The project, titled Dense Forest, comprises two parts and explores a range of contrasts. From what I can discern, it plays with shade and light, memories and reality, thorns and beauty, savageness and tenderness. These contrasts are articulated across multiple dimensions: in her handling of paint, with dense, textured brushstrokes juxtaposed against smoother, more ethereal surfaces; in her compositional choices, where chaotic natural forms coexist with deliberate spatial organisation; and in her visual language, which balances abstraction with glimpses of figurative elements. Literary and philosophical metaphors are woven into the work, creating layers that invite both visual and intellectual engagement. At the perceptual level, the paintings evoke tactile and atmospheric qualities, humidity, darkness, and weight, while suggesting ideas about the universe, cycles of life, and human consciousness. Another work, Garden, approaches similar themes, emphasising cultivation, growth, and the nurturing aspects of memory and experience.
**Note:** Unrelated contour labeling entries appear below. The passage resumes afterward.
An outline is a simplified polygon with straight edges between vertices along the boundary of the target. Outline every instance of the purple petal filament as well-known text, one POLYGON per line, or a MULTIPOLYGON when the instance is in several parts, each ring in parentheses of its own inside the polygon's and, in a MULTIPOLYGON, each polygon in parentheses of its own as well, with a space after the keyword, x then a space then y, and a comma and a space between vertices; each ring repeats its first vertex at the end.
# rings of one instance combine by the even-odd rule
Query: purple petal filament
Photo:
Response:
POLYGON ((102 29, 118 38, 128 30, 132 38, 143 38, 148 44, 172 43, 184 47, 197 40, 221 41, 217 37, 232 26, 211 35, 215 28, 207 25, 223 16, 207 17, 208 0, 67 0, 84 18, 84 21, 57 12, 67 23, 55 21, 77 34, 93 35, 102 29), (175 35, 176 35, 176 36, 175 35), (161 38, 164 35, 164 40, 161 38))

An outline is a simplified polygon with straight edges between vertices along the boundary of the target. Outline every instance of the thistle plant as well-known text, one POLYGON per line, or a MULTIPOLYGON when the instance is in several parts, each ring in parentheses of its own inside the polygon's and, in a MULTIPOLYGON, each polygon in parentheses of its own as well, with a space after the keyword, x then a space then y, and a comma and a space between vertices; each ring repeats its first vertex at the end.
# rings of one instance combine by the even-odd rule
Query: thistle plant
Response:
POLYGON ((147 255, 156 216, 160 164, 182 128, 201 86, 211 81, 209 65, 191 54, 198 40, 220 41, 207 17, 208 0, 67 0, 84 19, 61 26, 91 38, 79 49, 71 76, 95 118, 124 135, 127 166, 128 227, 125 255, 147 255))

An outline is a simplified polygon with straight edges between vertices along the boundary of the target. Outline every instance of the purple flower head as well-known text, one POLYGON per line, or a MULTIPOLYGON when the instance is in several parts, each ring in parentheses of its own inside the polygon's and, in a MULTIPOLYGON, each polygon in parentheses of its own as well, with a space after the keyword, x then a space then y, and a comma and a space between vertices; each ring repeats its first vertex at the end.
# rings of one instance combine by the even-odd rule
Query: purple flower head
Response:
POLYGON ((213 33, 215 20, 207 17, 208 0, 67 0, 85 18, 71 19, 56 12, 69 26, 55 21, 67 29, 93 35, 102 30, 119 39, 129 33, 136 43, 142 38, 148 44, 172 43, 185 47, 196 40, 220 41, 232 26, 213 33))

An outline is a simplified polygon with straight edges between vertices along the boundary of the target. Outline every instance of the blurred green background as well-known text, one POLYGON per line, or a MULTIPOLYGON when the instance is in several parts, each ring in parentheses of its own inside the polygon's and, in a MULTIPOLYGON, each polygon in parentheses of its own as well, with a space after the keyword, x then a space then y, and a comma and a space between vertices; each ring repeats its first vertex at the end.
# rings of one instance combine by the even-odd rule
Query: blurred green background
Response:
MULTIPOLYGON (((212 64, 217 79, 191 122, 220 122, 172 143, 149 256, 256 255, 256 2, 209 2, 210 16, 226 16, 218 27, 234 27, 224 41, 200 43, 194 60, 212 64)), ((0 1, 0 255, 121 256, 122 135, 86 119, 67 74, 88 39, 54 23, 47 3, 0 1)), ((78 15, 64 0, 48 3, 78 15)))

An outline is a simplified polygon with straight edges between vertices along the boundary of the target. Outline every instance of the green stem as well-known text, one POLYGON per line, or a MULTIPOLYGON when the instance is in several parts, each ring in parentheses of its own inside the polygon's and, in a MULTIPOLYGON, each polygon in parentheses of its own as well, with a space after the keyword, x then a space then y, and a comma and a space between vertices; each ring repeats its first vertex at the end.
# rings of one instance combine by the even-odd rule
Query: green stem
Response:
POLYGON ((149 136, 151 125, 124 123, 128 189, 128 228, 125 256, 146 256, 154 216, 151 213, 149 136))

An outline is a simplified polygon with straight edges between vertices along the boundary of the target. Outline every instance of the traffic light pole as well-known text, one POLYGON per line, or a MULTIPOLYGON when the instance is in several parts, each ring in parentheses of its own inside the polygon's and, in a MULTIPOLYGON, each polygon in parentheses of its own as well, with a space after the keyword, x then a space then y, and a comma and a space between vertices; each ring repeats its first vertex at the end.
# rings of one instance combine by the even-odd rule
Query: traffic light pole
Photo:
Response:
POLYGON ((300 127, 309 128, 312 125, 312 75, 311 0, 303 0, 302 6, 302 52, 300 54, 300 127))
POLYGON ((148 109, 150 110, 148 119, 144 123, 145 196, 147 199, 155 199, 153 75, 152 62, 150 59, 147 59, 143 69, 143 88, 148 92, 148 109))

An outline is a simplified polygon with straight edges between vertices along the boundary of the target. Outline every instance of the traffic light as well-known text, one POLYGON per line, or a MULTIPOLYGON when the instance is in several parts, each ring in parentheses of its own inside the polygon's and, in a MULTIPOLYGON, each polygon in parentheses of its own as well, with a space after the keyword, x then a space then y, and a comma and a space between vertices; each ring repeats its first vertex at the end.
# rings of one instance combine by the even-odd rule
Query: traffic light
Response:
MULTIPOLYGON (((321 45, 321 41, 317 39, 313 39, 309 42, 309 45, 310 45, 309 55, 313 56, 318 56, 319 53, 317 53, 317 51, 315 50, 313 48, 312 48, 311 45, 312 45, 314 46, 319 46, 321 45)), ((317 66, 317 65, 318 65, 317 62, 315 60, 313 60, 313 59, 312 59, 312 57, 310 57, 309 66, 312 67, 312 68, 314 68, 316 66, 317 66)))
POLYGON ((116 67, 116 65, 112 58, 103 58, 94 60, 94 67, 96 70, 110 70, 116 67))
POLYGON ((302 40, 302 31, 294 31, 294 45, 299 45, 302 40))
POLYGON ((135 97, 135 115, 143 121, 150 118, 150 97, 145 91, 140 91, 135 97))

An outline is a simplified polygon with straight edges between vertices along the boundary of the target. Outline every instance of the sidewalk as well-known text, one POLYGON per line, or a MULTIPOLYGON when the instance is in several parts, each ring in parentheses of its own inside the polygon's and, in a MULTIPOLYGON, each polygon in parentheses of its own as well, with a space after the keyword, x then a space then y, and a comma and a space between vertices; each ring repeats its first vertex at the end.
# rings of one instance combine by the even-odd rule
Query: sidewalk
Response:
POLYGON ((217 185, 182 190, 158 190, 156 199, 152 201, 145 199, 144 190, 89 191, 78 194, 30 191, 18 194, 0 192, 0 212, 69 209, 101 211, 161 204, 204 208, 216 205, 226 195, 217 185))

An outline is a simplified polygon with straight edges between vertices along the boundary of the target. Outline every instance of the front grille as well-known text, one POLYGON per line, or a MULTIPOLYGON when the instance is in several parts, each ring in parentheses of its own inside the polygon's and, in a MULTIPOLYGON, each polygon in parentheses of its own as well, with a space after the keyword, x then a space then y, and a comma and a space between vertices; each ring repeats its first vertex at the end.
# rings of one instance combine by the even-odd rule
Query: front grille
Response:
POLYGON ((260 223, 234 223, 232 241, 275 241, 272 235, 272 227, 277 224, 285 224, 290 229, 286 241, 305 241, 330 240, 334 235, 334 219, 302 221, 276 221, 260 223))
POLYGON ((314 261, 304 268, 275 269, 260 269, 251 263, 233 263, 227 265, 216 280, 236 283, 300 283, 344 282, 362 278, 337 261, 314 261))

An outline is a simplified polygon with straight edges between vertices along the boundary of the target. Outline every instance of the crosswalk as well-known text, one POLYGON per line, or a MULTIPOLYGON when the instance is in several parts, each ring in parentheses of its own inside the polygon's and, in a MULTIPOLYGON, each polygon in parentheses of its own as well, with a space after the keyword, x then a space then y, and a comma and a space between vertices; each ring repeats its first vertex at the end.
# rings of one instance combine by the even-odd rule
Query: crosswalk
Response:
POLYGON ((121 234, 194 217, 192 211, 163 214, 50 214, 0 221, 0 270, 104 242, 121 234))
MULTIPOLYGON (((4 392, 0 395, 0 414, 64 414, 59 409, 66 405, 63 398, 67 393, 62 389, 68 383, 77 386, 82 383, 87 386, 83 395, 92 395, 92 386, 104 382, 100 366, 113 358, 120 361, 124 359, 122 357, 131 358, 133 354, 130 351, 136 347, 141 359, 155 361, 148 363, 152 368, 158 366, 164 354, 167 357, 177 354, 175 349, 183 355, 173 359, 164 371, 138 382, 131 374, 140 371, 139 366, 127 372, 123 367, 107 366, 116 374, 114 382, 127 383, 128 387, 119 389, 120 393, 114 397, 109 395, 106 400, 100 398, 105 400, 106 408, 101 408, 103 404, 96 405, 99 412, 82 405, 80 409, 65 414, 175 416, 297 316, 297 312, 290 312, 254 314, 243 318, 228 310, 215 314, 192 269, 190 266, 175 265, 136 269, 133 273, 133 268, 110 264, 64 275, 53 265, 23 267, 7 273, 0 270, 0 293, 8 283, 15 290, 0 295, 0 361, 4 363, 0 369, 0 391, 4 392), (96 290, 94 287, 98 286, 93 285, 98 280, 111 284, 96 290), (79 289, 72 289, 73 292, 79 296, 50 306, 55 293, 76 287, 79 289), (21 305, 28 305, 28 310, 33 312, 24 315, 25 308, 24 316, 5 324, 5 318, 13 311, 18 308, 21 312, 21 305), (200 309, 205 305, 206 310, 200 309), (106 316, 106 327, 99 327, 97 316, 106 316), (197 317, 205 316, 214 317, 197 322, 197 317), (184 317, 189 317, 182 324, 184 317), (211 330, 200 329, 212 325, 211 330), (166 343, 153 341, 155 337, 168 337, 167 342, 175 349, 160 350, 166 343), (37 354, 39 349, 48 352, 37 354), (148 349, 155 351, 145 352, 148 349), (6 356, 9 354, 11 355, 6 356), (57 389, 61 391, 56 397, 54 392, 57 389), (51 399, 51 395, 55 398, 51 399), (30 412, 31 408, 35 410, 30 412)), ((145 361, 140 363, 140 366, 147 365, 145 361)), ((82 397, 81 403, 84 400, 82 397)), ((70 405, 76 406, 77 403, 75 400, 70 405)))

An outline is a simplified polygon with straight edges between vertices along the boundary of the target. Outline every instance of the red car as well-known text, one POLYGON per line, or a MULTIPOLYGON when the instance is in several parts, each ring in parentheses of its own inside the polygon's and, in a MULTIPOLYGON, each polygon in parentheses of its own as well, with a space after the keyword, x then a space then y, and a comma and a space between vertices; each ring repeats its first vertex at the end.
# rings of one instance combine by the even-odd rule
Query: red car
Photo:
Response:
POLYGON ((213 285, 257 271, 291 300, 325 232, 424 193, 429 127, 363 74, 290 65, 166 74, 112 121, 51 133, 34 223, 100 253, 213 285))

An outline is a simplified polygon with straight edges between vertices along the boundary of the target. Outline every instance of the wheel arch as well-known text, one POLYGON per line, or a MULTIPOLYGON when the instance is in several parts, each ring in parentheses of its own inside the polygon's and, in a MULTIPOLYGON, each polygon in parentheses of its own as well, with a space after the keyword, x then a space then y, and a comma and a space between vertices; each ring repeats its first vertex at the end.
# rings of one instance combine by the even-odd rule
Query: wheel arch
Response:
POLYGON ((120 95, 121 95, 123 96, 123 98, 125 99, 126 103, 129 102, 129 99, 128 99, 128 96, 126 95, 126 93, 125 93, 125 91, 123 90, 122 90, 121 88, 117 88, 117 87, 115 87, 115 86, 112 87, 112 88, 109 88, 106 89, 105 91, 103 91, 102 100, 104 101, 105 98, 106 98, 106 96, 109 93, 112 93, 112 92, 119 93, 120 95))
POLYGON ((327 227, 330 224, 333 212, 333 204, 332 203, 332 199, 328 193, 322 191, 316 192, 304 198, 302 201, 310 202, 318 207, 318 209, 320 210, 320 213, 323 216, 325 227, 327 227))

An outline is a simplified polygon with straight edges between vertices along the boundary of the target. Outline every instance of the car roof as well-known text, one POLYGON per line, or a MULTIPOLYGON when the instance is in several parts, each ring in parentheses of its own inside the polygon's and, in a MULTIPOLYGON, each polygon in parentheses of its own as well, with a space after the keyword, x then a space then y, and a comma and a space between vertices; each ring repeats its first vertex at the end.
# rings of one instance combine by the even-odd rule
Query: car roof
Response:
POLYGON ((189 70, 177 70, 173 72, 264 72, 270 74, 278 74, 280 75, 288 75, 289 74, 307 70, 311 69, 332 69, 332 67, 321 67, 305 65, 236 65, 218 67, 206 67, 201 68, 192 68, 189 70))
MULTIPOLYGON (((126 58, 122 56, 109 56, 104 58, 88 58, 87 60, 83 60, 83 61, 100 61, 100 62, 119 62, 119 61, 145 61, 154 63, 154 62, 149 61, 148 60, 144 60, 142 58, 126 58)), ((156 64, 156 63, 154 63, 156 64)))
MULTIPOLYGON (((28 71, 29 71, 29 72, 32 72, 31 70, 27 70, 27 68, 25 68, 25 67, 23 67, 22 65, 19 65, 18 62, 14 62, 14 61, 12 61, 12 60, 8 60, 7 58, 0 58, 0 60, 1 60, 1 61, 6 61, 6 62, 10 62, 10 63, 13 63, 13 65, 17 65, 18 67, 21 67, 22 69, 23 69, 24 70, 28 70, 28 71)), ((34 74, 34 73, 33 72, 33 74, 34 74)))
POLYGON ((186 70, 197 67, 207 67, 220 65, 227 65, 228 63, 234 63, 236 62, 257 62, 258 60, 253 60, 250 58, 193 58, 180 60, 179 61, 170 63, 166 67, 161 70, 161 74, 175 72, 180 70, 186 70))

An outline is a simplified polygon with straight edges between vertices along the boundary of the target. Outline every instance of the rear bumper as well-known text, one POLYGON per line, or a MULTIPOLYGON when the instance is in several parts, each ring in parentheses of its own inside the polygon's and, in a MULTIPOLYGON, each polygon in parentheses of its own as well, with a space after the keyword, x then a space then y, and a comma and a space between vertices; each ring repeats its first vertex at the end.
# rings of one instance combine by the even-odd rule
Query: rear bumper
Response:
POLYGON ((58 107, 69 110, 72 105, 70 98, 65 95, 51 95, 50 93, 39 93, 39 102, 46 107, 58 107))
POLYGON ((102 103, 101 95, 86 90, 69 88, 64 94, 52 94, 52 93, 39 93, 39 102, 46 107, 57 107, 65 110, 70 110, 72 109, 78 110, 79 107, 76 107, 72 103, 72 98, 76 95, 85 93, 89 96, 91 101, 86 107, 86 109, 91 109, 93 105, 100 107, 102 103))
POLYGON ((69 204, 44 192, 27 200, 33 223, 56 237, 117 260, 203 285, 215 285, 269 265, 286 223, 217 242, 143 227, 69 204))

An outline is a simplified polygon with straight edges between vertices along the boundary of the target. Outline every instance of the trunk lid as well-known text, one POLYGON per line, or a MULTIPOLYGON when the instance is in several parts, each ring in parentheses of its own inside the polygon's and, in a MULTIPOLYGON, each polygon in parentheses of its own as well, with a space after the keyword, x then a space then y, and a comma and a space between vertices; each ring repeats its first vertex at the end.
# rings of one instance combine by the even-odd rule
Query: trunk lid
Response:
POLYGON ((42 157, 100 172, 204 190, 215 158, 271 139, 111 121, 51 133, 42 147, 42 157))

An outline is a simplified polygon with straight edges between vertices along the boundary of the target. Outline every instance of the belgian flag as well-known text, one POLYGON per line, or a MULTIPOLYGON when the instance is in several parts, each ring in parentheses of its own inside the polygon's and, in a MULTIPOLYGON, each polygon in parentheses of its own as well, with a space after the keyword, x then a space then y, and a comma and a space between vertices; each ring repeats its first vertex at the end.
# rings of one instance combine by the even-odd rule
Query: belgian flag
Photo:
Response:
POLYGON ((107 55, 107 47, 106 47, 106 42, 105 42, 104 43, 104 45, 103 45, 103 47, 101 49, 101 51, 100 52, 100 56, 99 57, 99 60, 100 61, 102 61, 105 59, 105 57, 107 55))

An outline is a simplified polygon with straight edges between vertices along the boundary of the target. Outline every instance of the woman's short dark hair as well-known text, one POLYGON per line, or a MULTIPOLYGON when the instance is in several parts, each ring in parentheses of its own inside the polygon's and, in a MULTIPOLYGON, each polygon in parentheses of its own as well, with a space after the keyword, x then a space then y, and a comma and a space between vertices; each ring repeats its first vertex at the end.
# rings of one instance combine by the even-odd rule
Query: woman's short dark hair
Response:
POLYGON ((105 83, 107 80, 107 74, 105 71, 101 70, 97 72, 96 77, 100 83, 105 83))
At its core, the project is about repetition. Jie views everything as formed from the same fundamental elements, which are separated and reorganised continuously. This principle, evident in her poems as well as her visual practice, is informed by reflections on Buddhism and physics. In her view, nothing is truly different, and there is no need for it to be. In Garden, she repeatedly arranges similar elements within a conceptual vessel, allowing motifs to recur, overlap, and resonate. Repetition becomes a method of living, a way to engage with time, memory, and presence. One might think of Sisyphus, though without negative connotations; it is a recognition of persistence, effort, and the meditative rhythm of creation.
Her method embodies this philosophy. Working with a restrained palette, she mixes colours repeatedly to achieve subtle tonal variations and harmonious gradations. Textural effects are carefully modulated, producing surfaces that feel simultaneously fragile and resilient. The result evokes particular landscapes from memory, abstract prospects, philosophical reflections, and structures reminiscent of prose or poetry. Her work requires engagement beyond the visual, inviting the viewer to contemplate cycles, correspondences, and the interplay between perception and imagination. Although Jie was trained in strict classical painting techniques from a young age, she deliberately moves beyond these conventions, creating a highly individual style that blends discipline with poetic freedom, precision with emotional resonance.
Through works such as Dense Forest and Garden, Jie Zhang embraces the ongoing process of creation, where repetition, duality, and memory converge. Her art does not offer a final answer but provides a space for contemplation, reflecting both her philosophical inquiry and lived experience. Each stage of her practice is a continuation, an exploration that balances discipline with poetic freedom, precision with emotional resonance, and abstraction with glimpses of reality. In this way, her work invites the viewer to engage deeply, experiencing the complexity, fragility, and richness of her imagined yet profoundly personal worlds.